Warning on remote electronic voting by Election Commission
A former chief election commissioner and an ex-returning officer who had flagged the “vulnerability” of electronic voting machines to tampering have opposed a purported proposal for remote electronic voting by the Election Commission.
The Economic Times on Saturday reported that the EC is working on an “Internet-free” prototype to upgrade EVMs to allow people to vote from areas outside their constituencies.
The report said: “For remote voters, the paper ballot on the EVM’s balloting unit will be replaced with an electronic ballot inserted in the unit. A constituency card reader, similar to a barcode reader, will be installed at the presiding officer’s control unit.

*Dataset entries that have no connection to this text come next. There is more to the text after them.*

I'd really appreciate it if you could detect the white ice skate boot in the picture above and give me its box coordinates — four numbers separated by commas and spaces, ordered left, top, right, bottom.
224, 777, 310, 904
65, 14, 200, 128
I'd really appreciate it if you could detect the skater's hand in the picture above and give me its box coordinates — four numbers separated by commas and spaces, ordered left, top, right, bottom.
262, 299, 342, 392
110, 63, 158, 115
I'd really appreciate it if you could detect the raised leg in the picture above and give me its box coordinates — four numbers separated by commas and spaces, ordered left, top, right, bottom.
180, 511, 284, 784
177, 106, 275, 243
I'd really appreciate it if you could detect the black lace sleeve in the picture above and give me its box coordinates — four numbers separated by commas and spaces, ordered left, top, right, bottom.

“When a ‘remote voter’ approaches the presiding officer, the constituency card reader will decipher the voter’s constituency data and relay it to the balloting unit, which will display the ‘electronic ballot’ of the seat to which the voter is registered. The vote registered will be saved in the control unit, constituency wise, and tallied to each respective constituency during counting.”
The EC did not confirm or deny the report. CEC Sushil Chandra is yet to respond to queries from The Telegraph sent via email and WhatsApp.

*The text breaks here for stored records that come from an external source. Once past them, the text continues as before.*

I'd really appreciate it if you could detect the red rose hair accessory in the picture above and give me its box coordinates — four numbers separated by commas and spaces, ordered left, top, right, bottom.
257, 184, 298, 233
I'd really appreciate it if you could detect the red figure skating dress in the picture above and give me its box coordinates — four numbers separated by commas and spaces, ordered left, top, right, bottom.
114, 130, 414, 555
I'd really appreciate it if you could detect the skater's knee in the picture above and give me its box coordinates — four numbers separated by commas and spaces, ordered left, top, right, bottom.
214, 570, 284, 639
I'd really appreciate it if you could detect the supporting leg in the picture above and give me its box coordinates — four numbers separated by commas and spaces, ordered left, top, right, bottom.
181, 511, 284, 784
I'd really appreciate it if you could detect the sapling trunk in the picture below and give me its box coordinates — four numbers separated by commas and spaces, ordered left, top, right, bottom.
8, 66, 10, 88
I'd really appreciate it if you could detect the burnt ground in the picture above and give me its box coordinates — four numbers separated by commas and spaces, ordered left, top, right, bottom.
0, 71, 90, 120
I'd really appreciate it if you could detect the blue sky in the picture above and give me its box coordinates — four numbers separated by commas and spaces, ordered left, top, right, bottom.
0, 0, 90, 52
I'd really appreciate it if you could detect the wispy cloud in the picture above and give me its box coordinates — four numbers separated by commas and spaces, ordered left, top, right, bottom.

Former CEC O.P. Rawat told this newspaper: “This will not be acceptable to political parties as it introduces new areas of suspicion…. How will any machine that has the data of so many constituencies stored in it give the data for counting constituency-wise? It is terrible. This can’t happen.”

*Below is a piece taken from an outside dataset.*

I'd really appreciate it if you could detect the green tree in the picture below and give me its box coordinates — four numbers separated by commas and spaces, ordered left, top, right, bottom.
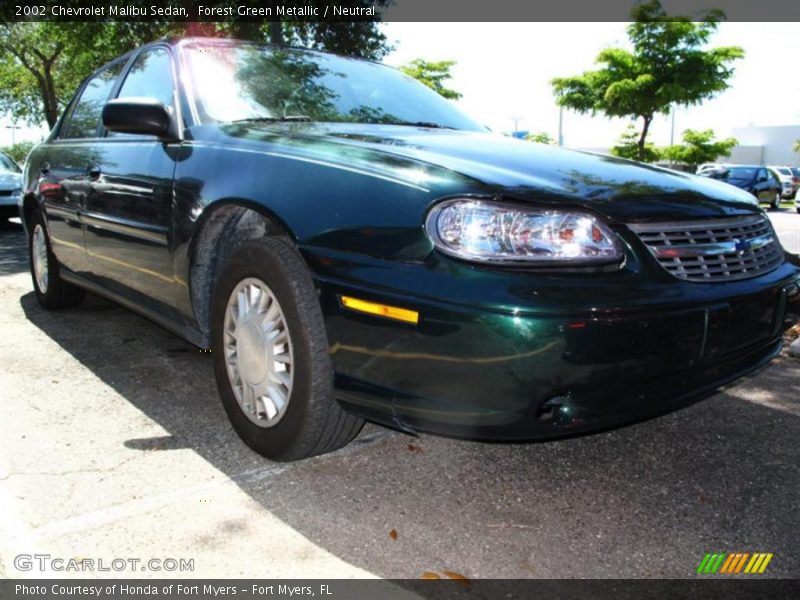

Several Opposition parties, including all national parties except the BJP, had asked the EC to revert to paper ballots before the Lok Sabha polls in 2019, citing “opaqueness” in the electoral system.
Last year, NGOs had demanded postal ballots for domestic migrants while Opposition parties had flagged concerns over potential fraud. Besides service voters, this facility is available now to people above 80, Covid patients and the disabled.
The election agents of the candidate are allowed to be present in polling stations to verify if the people casting their votes tally with the voters’ list. During the special summary revision of the voters’ list in Uttar Pradesh’s Amroha district this week, 18,898 voters were found to have the same photograph.
Rawat explained: “I don’t think it (remote voting) is feasible without using the Internet and once you use the Internet, the security of your EVM is gone. That is the only strength the Indian EVM has — that it is standalone, it cannot talk to other machines, and it is not Internet-ready.”
In 2019, IAS officer Kannan Gopinathan, former returning officer of Dadra and Nagar Haveli, had claimed that paper trail machines were vulnerable to becoming Trojan horses for tampering voting machines. Back then, the EC had said a “rigorous scrutiny” was being done, although no evidence of “transfer of vote from one candidate to another has been found” in the Lok Sabha polls that year.
Gopinathan told this newspaper on Saturday: “My view is that the EC should get a paper published on this proposed tech in a peer-reviewed journal so that the authority of the arguments are clearly established and countered in a transparent way.”
The Telangana State Election Commission, which conducts local body polls in the state and does not come under the EC’s supervision, has announced the pilot launch of a mobile voting application to be tried out in a dummy election in Khammam on October 20.
Not only does this throw to the wind the EC’s precaution of keeping voting devices off the Internet, the voters will also be unsupervised. Nor has the state poll panel revealed how it plans to prevent coercion of voters.
Rawat said Gujarat’s experience in using Internet voting in municipal polls in 2010 and 2015 had shown that despite huge expenditure, less than 1 per cent of votes were cast through this mode.